Choose appropriate cellular distance cutoff and molecular distance cutoff based on input transcript data.frame for downstream resegmentation; cellular distance cutoff is defined as the search radius of direct neighbor cell, while molecular distance cutoff is defined as the maximum distance between two neighbor transcripts from same source cells.

Usage

choose_distance_cutoff(
  transcript_df,
  transID_coln = "UMI_transID",
  cellID_coln = "UMI_cellID",
  spatLocs_colns = c("x", "y", "z"),
  extracellular_cellID = NULL,
  run_molecularDist = TRUE,
  sampleSize_nROI = 10,
  sampleSize_cellNum = 2500,
  seed = 123
)

Arguments

transcript_df

the data.frame for each transcript

transID_coln

the column name of transcript_ID in transcript_df

cellID_coln

the column name of cell_ID in transcript_df

spatLocs_colns

column names for 1st, 2nd and optional 3rd dimension of spatial coordinates in transcript_df

extracellular_cellID

a vector of cell_ID for extracellular transcripts which would be removed from the resegmention pipeline (default = NULL)

run_molecularDist

flag to run molecular distant cutoff estimation, default = TRUE

sampleSize_nROI

number of ROIs randomly picked from data for molecular distance cutoff estimation

sampleSize_cellNum

maximum number of cells from the picked ROIs for molecular distance cutoff estimation

seed

a random seed for sub-sampling cells from whole dataset for molecular distance cutoff estimation

Value

a list

cellular_distance_cutoff

maximum cell-to-cell distance in x, y between the center of query cells to the center of neighbor cells with direct contact, same unit as input spatial coordinate.

perCell_coordDT

a data.table with cell in row, spatial XY coordinates of centroid and dimensions of bounding box in column

molecular_distance_cutoff

maximum molecule-to-molecule distance within connected transcript group, same unit as input spatial coordinate; return if run_molecularDist = TRUE

distance_profile

a named vector for the quantile profile of minimal molecular distance between transcripts belong to different cells at step size of 10% quantile; return if run_molecularDist = TRUE

Details

cellular_distance_cutoff is defined as maximum cell-to-cell distance in x, y between the center of query cells to the center of neighbor cells with direct contact. The function calculates average 2D cell diameter from input data.frame and use 2 times of the mean cell diameter as cellular_distance_cutoff. molecular_distance_cutoff is defined as maximum molecule-to-molecule distance within connected transcript groups belonging to same source cells.
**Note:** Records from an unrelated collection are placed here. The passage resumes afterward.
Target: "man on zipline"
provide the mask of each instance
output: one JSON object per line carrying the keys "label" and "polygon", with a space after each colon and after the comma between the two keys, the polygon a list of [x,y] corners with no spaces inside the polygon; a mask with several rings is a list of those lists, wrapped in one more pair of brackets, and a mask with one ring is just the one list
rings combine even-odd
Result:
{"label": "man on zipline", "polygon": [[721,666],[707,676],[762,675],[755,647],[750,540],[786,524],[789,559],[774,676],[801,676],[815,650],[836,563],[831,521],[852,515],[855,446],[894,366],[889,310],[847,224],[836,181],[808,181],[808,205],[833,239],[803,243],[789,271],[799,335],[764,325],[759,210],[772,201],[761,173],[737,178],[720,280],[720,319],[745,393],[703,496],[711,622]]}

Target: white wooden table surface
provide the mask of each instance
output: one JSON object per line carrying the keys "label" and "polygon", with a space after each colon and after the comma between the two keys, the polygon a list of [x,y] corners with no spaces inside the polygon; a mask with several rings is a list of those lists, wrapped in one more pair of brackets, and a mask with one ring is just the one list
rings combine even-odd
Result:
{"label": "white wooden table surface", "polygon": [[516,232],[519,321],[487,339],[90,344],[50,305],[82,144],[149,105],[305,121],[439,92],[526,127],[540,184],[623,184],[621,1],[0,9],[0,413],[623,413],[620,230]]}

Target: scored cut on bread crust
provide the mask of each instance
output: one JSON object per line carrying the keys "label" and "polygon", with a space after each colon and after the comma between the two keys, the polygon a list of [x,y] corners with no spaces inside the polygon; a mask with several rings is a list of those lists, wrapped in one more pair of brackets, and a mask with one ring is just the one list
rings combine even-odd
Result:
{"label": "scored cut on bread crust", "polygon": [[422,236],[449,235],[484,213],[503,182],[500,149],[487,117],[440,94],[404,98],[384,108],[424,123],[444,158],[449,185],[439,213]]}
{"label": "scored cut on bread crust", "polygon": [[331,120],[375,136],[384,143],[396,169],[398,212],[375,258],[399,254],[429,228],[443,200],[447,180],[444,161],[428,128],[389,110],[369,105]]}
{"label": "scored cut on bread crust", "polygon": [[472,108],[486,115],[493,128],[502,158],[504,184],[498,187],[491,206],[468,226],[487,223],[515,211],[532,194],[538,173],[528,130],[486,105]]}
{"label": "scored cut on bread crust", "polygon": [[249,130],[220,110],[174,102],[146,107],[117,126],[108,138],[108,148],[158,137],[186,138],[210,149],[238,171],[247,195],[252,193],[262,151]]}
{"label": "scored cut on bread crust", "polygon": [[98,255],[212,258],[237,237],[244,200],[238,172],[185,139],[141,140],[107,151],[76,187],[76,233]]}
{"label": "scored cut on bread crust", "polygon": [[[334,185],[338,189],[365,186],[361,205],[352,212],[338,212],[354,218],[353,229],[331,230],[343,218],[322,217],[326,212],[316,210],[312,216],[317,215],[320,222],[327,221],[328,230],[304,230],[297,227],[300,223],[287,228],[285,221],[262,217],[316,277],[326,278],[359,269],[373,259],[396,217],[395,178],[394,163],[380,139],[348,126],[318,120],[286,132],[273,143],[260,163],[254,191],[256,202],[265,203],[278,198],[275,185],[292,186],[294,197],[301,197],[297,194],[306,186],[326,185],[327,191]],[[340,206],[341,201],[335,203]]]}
The function would first randomly choose sampleSize_cellNum number of cells from sampleSize_nROI number of randomly picked ROIs with search radius to be 5 times of cellular_distance_cutoff, and then calculate the minimal molecular distance between picked cells. The function would further use the 5 times of 90% quantile of minimal molecular distance as molecular_distance_cutoff. This calculation is slow and is not recommended for large transcript data.frame.

Examples

data(mini_transcriptDF)
# cell_ID for extracellualr transcripts
extracellular_cellID <- mini_transcriptDF[which(mini_transcriptDF$CellId ==0), 'cell_ID']
distCutoffs <- choose_distance_cutoff(mini_transcriptDF,
                                      extracellular_cellID = extracellular_cellID)
#> Use 2 times of average 2D cell diameter as cellular_distance_cutoff = 24.2375 for searching of neighbor cells.
#> Identified 3D coordinates with variance. 
#> Distribution of minimal molecular distance between 1375 cells: 0, 0.08, 0.14, 0.21, 0.3, 0.4, 0.51, 0.63, 0.78, 0.86, 3.92, at quantile = 0%, 10%, 20%, 30%, 40%, 50%, 60%, 70%, 80%, 90%, 100%.
#> Use 5 times of 90% quantile of minimal 3D molecular distance between picked cells as `molecular_distance_cutoff` = 4.2790 for defining direct neighbor cells.